According to Caryn Prudenté, professor and chair of the chemistry department, explained that the current chemistry lab, which resides in Payson Smith, was built sometime in the 1950’s – Charcoal square tables sit cluttered in the small room, old equipment scattered and out-of-date. Prudenté made it clear that the current lab in Payson Smith is not appropriate and applicable to real-world research.
“This lab was built on the idea of providing more space for modern, sophisticated equipment. The lab in Payson Smith looks nothing like a modern chemistry labs should,” she said. “Students look at this and it doesn’t bare any resemblance with what they might see in the workforce or in graduate school. It will be much more modern and a more enhanced experience.”

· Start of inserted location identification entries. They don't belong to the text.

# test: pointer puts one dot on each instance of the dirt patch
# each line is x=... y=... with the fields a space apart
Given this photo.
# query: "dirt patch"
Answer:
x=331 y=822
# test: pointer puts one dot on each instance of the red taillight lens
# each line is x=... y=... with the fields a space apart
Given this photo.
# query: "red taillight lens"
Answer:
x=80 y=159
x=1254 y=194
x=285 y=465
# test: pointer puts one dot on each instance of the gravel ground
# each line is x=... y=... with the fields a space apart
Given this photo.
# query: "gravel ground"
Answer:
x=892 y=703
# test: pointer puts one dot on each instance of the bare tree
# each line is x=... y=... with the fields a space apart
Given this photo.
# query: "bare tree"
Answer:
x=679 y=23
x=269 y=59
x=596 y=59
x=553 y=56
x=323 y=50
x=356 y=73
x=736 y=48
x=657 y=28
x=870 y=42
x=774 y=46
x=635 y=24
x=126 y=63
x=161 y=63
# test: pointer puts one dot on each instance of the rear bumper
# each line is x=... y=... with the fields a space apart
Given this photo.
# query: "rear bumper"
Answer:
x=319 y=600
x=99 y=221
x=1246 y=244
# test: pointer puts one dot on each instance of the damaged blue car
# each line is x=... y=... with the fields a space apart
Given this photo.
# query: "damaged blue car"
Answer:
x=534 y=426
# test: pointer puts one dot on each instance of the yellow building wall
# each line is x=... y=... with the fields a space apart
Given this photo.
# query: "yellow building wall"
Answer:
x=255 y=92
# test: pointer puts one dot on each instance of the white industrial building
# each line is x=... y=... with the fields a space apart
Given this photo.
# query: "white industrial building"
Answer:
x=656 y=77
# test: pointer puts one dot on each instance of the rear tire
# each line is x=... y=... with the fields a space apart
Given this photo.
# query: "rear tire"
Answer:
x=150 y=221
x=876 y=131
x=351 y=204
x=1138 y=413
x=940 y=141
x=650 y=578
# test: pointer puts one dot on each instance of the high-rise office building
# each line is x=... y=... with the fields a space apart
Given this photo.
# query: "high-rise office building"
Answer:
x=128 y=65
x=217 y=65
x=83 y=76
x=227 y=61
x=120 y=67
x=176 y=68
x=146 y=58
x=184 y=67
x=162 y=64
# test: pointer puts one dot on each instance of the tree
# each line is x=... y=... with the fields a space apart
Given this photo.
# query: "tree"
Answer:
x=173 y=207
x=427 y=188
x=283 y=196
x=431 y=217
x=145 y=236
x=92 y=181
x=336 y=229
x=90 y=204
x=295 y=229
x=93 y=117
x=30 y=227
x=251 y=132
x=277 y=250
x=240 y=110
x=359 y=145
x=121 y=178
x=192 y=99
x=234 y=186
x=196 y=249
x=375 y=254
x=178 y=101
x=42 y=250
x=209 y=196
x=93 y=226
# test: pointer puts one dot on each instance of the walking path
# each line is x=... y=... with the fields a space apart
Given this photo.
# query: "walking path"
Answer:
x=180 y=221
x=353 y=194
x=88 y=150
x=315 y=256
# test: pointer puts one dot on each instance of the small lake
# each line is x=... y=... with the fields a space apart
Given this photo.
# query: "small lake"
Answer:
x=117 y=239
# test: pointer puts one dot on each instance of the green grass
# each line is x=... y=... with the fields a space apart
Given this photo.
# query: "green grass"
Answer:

She further explained that the lab was constructed with the idea to collaborate work amongst students in mind. Most work in entry level chemistry, she states, is project based. This will allow local high school students to also take advantage of the new labs, which are set to be used for classes taking place this summer.
“It’s nice to have this new lab in the Science Building, instead of across campus. I have sophomores and Juniors who have never been to the science building!” she exclaimed. “Getting them in here, interacting with upper level students and seeing this building helps develop a sense of community. It gives students a sense of where they belong.”
In the chemistry department, there are three teaching labs: The organic lab, biochemistry lab and an analytical chemistry lab. According to Prudenté, each lab has a specific function that needs its own dedicated space, which explains why a new chemistry 101 lab, located in the same building as the other classes, was a decision that made sense in order to accommodate the rising interest in chemistry studies.